Z naturą nie ma żartów. Przekonali się o tym trzej Czesi, którzy w miniony weekend ruszyli na wyprawę w austriackie Alpy. Mimo ostrzeżeń przed fatalną pogodą, bliźniacy w wieku 40 lat oraz ich 57-letni kolega w sobotę zaczęli wspinać się na najwyższy szczyt Austrii - Grossglockner (wysokość 3798 m n.p.m. - red.).
Najpierw przez 8 godzin jechali nocą z Czech do Austrii, by wczesnym rankiem wystartować ze schroniska Lucknerhaus, położonego na wysokości 1920 m n.p.m.
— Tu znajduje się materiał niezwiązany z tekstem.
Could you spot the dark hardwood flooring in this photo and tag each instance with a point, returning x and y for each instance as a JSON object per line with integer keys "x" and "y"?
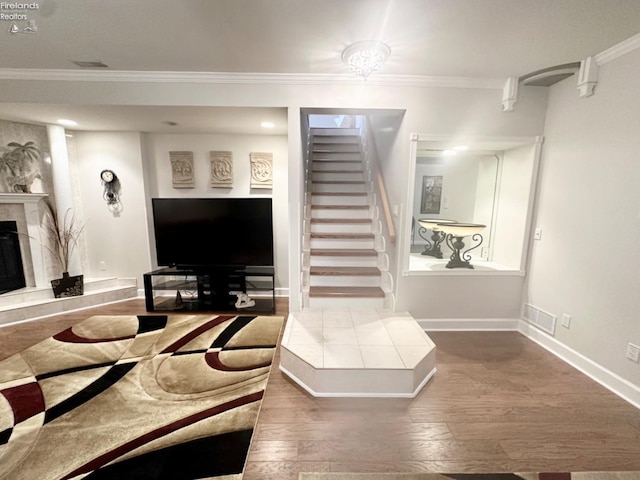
{"x": 498, "y": 403}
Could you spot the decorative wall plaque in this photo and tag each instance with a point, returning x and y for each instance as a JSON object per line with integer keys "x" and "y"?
{"x": 182, "y": 169}
{"x": 261, "y": 170}
{"x": 431, "y": 194}
{"x": 221, "y": 169}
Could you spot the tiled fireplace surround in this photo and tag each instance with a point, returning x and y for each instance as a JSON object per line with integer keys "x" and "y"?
{"x": 23, "y": 209}
{"x": 37, "y": 299}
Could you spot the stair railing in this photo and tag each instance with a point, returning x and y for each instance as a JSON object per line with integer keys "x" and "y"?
{"x": 372, "y": 158}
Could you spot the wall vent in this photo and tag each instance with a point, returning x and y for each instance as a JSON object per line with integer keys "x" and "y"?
{"x": 538, "y": 317}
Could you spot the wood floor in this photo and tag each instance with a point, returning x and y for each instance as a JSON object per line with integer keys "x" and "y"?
{"x": 498, "y": 403}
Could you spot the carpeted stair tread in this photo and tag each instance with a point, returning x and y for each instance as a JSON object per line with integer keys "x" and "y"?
{"x": 346, "y": 292}
{"x": 340, "y": 194}
{"x": 339, "y": 182}
{"x": 344, "y": 236}
{"x": 333, "y": 160}
{"x": 344, "y": 271}
{"x": 337, "y": 171}
{"x": 339, "y": 207}
{"x": 343, "y": 252}
{"x": 341, "y": 220}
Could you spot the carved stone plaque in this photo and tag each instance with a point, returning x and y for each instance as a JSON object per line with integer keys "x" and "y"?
{"x": 261, "y": 170}
{"x": 221, "y": 169}
{"x": 182, "y": 169}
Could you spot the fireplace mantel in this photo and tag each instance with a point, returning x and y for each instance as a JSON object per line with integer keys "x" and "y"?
{"x": 22, "y": 197}
{"x": 29, "y": 201}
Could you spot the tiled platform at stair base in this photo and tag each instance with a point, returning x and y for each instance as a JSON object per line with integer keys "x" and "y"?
{"x": 28, "y": 303}
{"x": 364, "y": 352}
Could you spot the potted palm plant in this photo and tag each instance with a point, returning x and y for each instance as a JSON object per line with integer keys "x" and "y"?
{"x": 63, "y": 238}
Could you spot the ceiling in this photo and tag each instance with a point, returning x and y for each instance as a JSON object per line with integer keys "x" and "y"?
{"x": 442, "y": 38}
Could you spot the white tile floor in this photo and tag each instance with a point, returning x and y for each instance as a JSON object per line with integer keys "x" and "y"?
{"x": 329, "y": 350}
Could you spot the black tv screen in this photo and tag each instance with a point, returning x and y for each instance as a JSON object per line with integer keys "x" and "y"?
{"x": 213, "y": 232}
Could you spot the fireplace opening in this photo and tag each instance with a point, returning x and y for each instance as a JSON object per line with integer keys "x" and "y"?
{"x": 11, "y": 268}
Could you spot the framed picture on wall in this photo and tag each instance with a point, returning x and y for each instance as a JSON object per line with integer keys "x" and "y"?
{"x": 431, "y": 194}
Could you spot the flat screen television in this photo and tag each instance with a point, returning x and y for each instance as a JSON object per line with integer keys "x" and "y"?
{"x": 213, "y": 232}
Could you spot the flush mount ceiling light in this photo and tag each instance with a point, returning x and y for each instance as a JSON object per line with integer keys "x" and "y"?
{"x": 366, "y": 57}
{"x": 67, "y": 123}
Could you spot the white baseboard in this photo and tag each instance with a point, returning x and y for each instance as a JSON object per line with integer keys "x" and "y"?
{"x": 469, "y": 324}
{"x": 608, "y": 379}
{"x": 611, "y": 381}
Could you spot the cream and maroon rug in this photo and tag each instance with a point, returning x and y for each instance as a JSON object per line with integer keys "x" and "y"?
{"x": 136, "y": 397}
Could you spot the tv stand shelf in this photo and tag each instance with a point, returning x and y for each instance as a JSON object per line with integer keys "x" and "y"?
{"x": 209, "y": 289}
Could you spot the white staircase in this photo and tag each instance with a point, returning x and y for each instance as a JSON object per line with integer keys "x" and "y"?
{"x": 343, "y": 251}
{"x": 347, "y": 341}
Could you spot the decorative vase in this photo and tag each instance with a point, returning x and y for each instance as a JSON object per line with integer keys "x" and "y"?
{"x": 68, "y": 286}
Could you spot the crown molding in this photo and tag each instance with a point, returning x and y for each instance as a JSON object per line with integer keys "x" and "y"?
{"x": 618, "y": 50}
{"x": 245, "y": 78}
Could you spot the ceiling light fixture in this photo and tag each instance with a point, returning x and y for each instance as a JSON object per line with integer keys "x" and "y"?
{"x": 365, "y": 57}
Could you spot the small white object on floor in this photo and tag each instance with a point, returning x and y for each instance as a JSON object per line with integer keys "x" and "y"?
{"x": 244, "y": 301}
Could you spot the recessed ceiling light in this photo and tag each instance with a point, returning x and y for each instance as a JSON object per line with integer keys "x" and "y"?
{"x": 67, "y": 123}
{"x": 97, "y": 64}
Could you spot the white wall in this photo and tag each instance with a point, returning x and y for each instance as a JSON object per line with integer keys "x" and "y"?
{"x": 429, "y": 110}
{"x": 158, "y": 171}
{"x": 587, "y": 263}
{"x": 120, "y": 241}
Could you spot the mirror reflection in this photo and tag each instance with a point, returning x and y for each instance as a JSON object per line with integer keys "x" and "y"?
{"x": 465, "y": 198}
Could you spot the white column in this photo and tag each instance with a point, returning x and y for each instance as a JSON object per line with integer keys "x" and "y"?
{"x": 62, "y": 183}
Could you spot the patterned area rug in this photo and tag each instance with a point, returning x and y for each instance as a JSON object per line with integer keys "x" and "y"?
{"x": 136, "y": 397}
{"x": 473, "y": 476}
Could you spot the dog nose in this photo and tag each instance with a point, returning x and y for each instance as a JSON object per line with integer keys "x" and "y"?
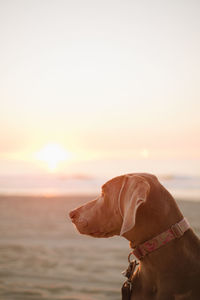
{"x": 73, "y": 214}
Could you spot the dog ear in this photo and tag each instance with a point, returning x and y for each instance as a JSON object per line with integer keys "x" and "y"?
{"x": 133, "y": 193}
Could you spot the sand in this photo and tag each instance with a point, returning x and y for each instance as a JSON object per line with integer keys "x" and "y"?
{"x": 42, "y": 256}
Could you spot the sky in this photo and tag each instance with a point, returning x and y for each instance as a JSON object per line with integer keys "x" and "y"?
{"x": 106, "y": 82}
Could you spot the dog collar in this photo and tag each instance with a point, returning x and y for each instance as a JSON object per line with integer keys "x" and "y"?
{"x": 174, "y": 232}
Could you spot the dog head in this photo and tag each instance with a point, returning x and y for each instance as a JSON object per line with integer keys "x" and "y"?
{"x": 114, "y": 211}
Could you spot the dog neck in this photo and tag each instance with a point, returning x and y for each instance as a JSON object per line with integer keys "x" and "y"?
{"x": 176, "y": 231}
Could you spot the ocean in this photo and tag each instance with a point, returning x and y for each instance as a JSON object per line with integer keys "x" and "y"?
{"x": 42, "y": 256}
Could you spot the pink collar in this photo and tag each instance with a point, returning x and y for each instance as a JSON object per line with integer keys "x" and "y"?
{"x": 175, "y": 231}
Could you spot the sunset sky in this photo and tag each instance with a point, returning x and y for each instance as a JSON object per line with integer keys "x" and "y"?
{"x": 96, "y": 81}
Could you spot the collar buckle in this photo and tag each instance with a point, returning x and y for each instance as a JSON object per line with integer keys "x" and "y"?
{"x": 176, "y": 230}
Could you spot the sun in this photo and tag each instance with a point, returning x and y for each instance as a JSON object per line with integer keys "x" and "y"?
{"x": 52, "y": 154}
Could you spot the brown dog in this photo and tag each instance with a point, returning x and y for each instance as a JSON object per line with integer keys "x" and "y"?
{"x": 139, "y": 208}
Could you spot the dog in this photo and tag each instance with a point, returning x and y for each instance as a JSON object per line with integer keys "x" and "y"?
{"x": 137, "y": 207}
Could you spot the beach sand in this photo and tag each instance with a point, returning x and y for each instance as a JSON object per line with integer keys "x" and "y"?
{"x": 42, "y": 256}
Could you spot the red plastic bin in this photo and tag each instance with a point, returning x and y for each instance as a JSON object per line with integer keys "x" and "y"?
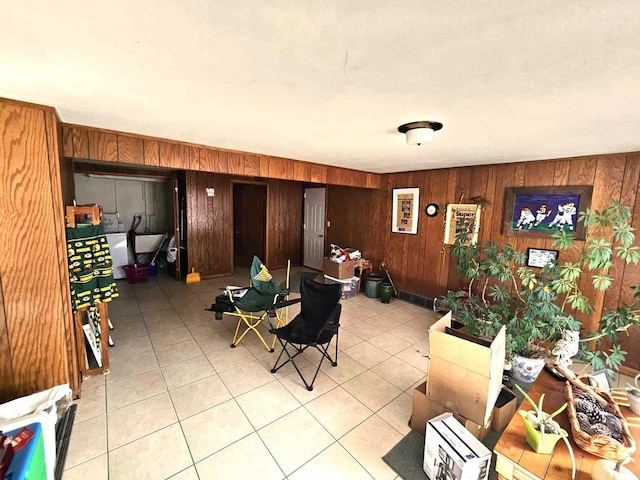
{"x": 137, "y": 273}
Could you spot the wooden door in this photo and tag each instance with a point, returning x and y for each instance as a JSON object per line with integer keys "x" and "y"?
{"x": 314, "y": 221}
{"x": 36, "y": 323}
{"x": 249, "y": 222}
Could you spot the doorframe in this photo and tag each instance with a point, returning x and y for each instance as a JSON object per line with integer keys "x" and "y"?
{"x": 266, "y": 223}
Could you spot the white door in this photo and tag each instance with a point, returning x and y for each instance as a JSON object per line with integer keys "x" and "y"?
{"x": 313, "y": 227}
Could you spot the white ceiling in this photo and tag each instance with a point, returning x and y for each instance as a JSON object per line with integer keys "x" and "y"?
{"x": 329, "y": 81}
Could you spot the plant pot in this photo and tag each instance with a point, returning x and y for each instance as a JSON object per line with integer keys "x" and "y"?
{"x": 526, "y": 369}
{"x": 535, "y": 440}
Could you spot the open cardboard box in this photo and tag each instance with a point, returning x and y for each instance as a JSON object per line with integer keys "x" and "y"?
{"x": 425, "y": 409}
{"x": 340, "y": 271}
{"x": 504, "y": 409}
{"x": 465, "y": 377}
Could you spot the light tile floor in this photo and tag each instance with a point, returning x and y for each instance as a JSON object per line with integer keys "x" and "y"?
{"x": 179, "y": 403}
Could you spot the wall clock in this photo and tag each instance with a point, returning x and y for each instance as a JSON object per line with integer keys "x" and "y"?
{"x": 432, "y": 209}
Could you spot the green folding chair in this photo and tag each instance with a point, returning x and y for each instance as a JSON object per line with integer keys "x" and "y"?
{"x": 261, "y": 300}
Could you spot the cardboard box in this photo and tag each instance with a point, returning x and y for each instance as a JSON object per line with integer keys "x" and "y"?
{"x": 464, "y": 376}
{"x": 349, "y": 286}
{"x": 340, "y": 271}
{"x": 425, "y": 409}
{"x": 451, "y": 452}
{"x": 504, "y": 409}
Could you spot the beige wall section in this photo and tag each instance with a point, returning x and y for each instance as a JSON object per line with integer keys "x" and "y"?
{"x": 126, "y": 197}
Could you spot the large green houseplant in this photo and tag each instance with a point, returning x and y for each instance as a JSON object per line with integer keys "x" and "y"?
{"x": 536, "y": 306}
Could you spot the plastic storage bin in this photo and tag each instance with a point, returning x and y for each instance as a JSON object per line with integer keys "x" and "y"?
{"x": 137, "y": 273}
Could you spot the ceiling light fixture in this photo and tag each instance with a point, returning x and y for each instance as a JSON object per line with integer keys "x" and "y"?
{"x": 419, "y": 132}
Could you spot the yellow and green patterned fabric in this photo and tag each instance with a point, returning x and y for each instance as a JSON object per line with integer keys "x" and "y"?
{"x": 90, "y": 266}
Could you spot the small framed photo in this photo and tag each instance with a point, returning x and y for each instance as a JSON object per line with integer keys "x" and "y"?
{"x": 462, "y": 219}
{"x": 406, "y": 202}
{"x": 540, "y": 257}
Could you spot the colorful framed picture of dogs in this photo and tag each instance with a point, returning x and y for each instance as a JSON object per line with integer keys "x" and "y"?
{"x": 542, "y": 211}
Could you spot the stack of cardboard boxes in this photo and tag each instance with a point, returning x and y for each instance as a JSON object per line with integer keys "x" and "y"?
{"x": 464, "y": 378}
{"x": 342, "y": 273}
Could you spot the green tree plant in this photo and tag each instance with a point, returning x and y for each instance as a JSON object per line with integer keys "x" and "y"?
{"x": 536, "y": 306}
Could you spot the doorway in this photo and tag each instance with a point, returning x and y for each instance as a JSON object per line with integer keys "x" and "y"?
{"x": 314, "y": 221}
{"x": 249, "y": 222}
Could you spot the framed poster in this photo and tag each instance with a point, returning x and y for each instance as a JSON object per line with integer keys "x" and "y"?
{"x": 462, "y": 219}
{"x": 539, "y": 257}
{"x": 542, "y": 211}
{"x": 406, "y": 202}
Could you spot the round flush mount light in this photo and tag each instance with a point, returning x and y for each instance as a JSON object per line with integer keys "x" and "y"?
{"x": 419, "y": 132}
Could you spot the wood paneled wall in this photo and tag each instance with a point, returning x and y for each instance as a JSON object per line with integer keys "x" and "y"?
{"x": 358, "y": 217}
{"x": 284, "y": 223}
{"x": 88, "y": 143}
{"x": 35, "y": 319}
{"x": 210, "y": 223}
{"x": 421, "y": 263}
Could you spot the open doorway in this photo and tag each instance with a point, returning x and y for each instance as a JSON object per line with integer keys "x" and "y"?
{"x": 140, "y": 215}
{"x": 249, "y": 222}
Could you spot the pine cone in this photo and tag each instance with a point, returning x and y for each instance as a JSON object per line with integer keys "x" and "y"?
{"x": 600, "y": 429}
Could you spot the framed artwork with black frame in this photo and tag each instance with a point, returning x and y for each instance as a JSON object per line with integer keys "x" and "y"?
{"x": 539, "y": 257}
{"x": 542, "y": 211}
{"x": 406, "y": 202}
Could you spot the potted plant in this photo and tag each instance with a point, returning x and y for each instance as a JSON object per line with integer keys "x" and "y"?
{"x": 542, "y": 431}
{"x": 536, "y": 307}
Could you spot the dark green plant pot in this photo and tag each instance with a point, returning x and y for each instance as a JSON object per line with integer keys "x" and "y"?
{"x": 386, "y": 292}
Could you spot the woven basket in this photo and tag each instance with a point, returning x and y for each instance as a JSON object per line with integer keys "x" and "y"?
{"x": 600, "y": 445}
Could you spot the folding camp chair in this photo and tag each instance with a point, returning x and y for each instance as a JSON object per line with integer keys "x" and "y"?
{"x": 315, "y": 326}
{"x": 263, "y": 299}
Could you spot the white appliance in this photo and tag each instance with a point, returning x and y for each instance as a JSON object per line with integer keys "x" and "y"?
{"x": 119, "y": 253}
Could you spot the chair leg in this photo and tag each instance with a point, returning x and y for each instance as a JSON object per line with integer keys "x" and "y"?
{"x": 251, "y": 323}
{"x": 321, "y": 348}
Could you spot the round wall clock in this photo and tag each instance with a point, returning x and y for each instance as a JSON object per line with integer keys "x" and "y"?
{"x": 432, "y": 209}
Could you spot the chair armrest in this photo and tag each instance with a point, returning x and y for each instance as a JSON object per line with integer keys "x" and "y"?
{"x": 287, "y": 303}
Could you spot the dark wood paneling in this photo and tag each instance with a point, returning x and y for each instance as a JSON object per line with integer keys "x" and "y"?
{"x": 151, "y": 153}
{"x": 302, "y": 171}
{"x": 103, "y": 146}
{"x": 80, "y": 140}
{"x": 67, "y": 139}
{"x": 209, "y": 224}
{"x": 7, "y": 387}
{"x": 33, "y": 302}
{"x": 280, "y": 168}
{"x": 251, "y": 165}
{"x": 319, "y": 173}
{"x": 175, "y": 155}
{"x": 130, "y": 150}
{"x": 284, "y": 223}
{"x": 357, "y": 216}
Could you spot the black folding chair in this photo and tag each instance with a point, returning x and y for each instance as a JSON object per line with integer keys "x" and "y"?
{"x": 315, "y": 326}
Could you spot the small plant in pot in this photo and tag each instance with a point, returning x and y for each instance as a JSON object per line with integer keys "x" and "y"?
{"x": 538, "y": 306}
{"x": 542, "y": 431}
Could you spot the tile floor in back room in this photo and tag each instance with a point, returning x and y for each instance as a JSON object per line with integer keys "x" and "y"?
{"x": 179, "y": 403}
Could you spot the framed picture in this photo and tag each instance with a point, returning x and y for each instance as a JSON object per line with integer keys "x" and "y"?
{"x": 406, "y": 202}
{"x": 542, "y": 211}
{"x": 539, "y": 257}
{"x": 462, "y": 219}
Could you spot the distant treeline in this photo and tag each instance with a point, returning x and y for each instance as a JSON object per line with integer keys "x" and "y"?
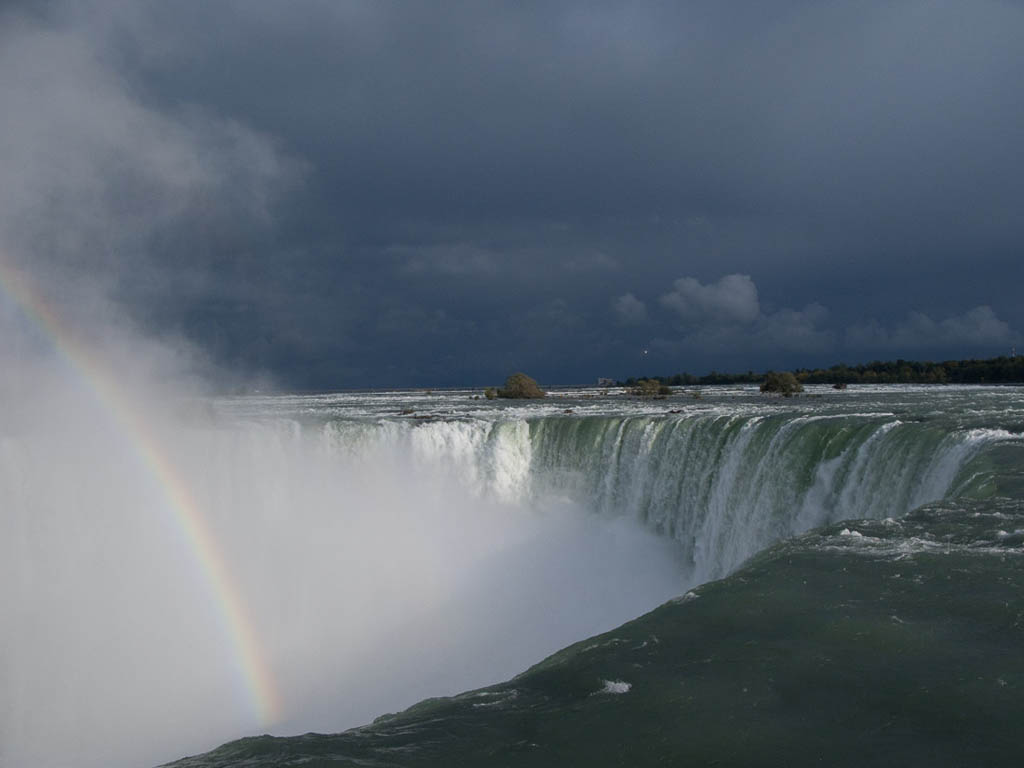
{"x": 994, "y": 371}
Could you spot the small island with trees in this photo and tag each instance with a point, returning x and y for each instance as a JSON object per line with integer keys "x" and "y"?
{"x": 1003, "y": 370}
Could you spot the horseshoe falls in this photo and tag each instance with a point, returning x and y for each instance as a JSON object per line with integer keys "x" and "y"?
{"x": 834, "y": 578}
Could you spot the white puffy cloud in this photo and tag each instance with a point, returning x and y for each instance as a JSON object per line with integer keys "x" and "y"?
{"x": 732, "y": 299}
{"x": 629, "y": 309}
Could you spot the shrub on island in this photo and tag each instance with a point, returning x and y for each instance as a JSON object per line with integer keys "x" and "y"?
{"x": 520, "y": 386}
{"x": 650, "y": 388}
{"x": 784, "y": 383}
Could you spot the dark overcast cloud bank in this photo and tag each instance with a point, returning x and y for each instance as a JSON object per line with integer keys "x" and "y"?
{"x": 389, "y": 194}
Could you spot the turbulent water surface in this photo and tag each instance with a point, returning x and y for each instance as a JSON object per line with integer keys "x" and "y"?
{"x": 394, "y": 546}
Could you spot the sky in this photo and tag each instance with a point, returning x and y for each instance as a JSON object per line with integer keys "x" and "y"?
{"x": 327, "y": 195}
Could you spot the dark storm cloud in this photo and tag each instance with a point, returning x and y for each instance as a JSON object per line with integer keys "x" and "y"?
{"x": 558, "y": 185}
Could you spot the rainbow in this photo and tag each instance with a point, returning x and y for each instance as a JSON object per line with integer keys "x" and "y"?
{"x": 246, "y": 652}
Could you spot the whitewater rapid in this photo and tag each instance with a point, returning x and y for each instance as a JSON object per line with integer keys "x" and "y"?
{"x": 387, "y": 547}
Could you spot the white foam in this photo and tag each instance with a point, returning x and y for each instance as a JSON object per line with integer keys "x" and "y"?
{"x": 615, "y": 686}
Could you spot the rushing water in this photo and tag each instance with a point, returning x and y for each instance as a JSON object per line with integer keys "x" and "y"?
{"x": 392, "y": 546}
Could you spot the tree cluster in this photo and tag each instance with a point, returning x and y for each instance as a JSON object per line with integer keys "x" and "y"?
{"x": 1005, "y": 370}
Już wtedy synoptycy ostrzegali przed trudnymi warunkami pogodowymi w Alpach: śnieżycą i silnym wiatrem.
Wspinacze z Czech utknęli na wysokości ok. 3200 m n.p.m. O godzinie 22:45 wezwali pomoc.
Rozpoczęła się trwająca 15 godzin akcja ratunkowa. Wysłana na pomoc 13-osobowa ekipa sprowadziła Czechów do schroniska Erzherzog-Johann-Hütte, potem do doliny. Użycie śmigłowca ratunkowego ze względu na śnieżycę było niemożliwe.
Za ratunek z opresji Czesi będą musieli teraz słono zapłacić. Austriackie służby wystawiły im rachunek na ponad 20 tysięcy euro. Nawet jeśli mieli wykupione ubezpieczenie, prawdopodobnie będą musieli pokryć koszty akcji ratunkowej z własnej kieszeni, ponieważ według policji doszło do rażącego zaniedbania. W razie wątpliwości sprawa trafi do sądu.